Pulmonary bronchiolo-alveolar adenocarcinomas in MCA + MWCNT treated mice. A. The photomicrograph shows a right cardiac lung lobe of a MCA + MWCNT-treated mouse that contains a bronchiolo-alveolar adenocarcinoma (white arrow). A bronchiolo-alveolar adenoma (black arrow) is in the adjacent lung lobe. (2x). The magnification bar is 500 microns. B. The figure is a photomicrograph of a bronchiolo-alveolar adenocarcinoma in the right cardiac lobe of a mouse lung treated with MCA + MWCNT (20x). This infiltrative adenocarcinoma filled ~85% of the lobe on histologic cross section. The scale bar is 200 microns. C. The photomicrograph is a higher magnification of the bronchiolo-alveolar adenocarcinoma of the right cardiac lobe in figure B showing heterogeneous growth and pleomorphic cytologic features (40x). The scale bar is 50 microns. D. The photomicrograph shows a metastasis of the bronchiolo-alveolar adenocarcinoma in the right cardiac lobe of a mouse lung 17 months following treatment with MCA + MWCNT (40×).

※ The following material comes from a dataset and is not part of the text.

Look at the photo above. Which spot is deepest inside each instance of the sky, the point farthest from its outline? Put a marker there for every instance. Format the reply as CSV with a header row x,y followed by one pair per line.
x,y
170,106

The arrow demonstrates a metastasis in a pulmonary vein. The scale bar is 50 microns.

Figure 6

Volume of lung tumors 17 months after exposure to MWCNT. The figure demonstrates the volume of the lung occupied by tumor per individual mouse. The volume of the lung occupied by tumor was greater in the MCA + MWCNT (361 mm³+/-18.72) compared to the mice treated with MCA (202.61 mm³+/-36.75). The MWCNT group had an average tumor volume of 107.88 mm³+/- 28.70 compared to the negative control, Air group, with a volume of 22.29 mm³ +/- 3.93. *Indicates a significant difference compared to the respective air control group at p < .0001.

Figure 7

Life table of mice treated with one dose of corn oil (Air), MC (MCA), MWCNT only MWCNT or MCA followed by MWCNT (MC + MWCNT). The life table in Figure 7 shows the percent of mice alive in each treatment group at 30 weeks after exposure to the time of sacrifice 70 weeks after exposure. The MCA + MWCNT treated animals had a greater number of early deaths than the MWCNT, the MCA or the Air treated mice.

Figure 8

Malignant serosal tumors in the lung (A) and the diaphragm (B) in mice exposed to MC followed by MWCNT. A. The photomicrograph shows a pulmonary vein in the right cardiac lung lobe that contained variably-sized polygonal to spindloid cells similar to those on the diaphragm (Figure 8B). The arrow indicates a metastasis of the malignant serosal tumor (20×). The magnification bar is 50 microns. B. The skeletal muscle of the diaphragm in the photomicrograph is infiltrated by a nodular mass composed of variably-sized polygonal to spindloid cells (malignant serosal tumors). (20×). The magnification bar is 50 microns.

Figure 9

Immunofluorescence staining for podoplanin (red) and cytokeratins (green) in malignant serosal tumors morphologically consistent with sarcomatous mesothelioma. In A, the lining mesothelium (solid arrows) stained positively for podoplanin in this double label immunofluorescent image of diaphragm. The cells beneath the mesothelial lining are also red due to expression of podoplanin and these are cells of a malignant serosal tumor. In B, only the single label green fluorescence is shown to demonstrate weak expression of cytokeratins in the lining mesothelium (solid arrow), while staining of the subjacent tumor for cytokeratins is equivocal. In C, a double label immunofluorescent image demonstrates a malignant serosal tumor between the liver and gall bladder that is lined by reactive mesothelium (solid arrow) which stains red for podoplanin as well as green for cytokeratins. The cells of the subjacent malignant serosal tumor stain weakly red for podoplanin. In D, the photomicrograph shows this same tumor but only the green fluorescence for cytokeratins. The reactive mesothelium lining the malignant serosal tumor (solid arrow) stains green for cytokeratins while the serosal tumor has no evidence of cytokeratin expression. The normal mesothelium lining the liver is weakly positive for cytokeratins (dashed arrow). The epithelium lining the gall bladder (open arrow) strongly expresses cytokeratins. Magnification bar is 50 μm.